Chicken Club Sliders
by Benjamin Maides, Chef, Au Courant Regional Kitchen, Omaha, Nebraska
- 2 boneless skinless Smart Chicken breasts
- Canola oil, as needed
- Kosher salt and freshly ground black pepper
- 1 pound thick-cut bacon
- ¼ cup mayo
- ¼ cup ketchup
- 1 tablespoon chili sauce, such as Sriracha
- 12 slider buns
- 1 avocado, sliced
- 12 tomato slices
- 12 butter lettuce leaves
- Toothpicks, as needed for serving (optional)
With a sharp knife, slice the chicken breasts on a bias to create ½-inch thick slices the size of the slider buns.
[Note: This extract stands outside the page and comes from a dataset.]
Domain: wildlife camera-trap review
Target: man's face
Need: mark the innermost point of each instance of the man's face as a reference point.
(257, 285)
Rub chicken slices with canola oil and season with salt and pepper.
In a large skillet over medium heat, cook the bacon until crispy then transfer to paper towels to drain, reserving a small amount of bacon fat in the pan.
In the same skillet used to cook the bacon, over medium-high, cook the chicken until golden-brown on each side and the internal temperature registers 165°F on a digital thermometer. Toast the buns until golden brown.
In a small bowl, mix the mayo, ketchup and chili sauce.
To assemble, top the bottom of the slider bun with chicken, bacon, avocado, tomato, butter lettuce, and sauce. Insert a toothpick through each slider for easy serving.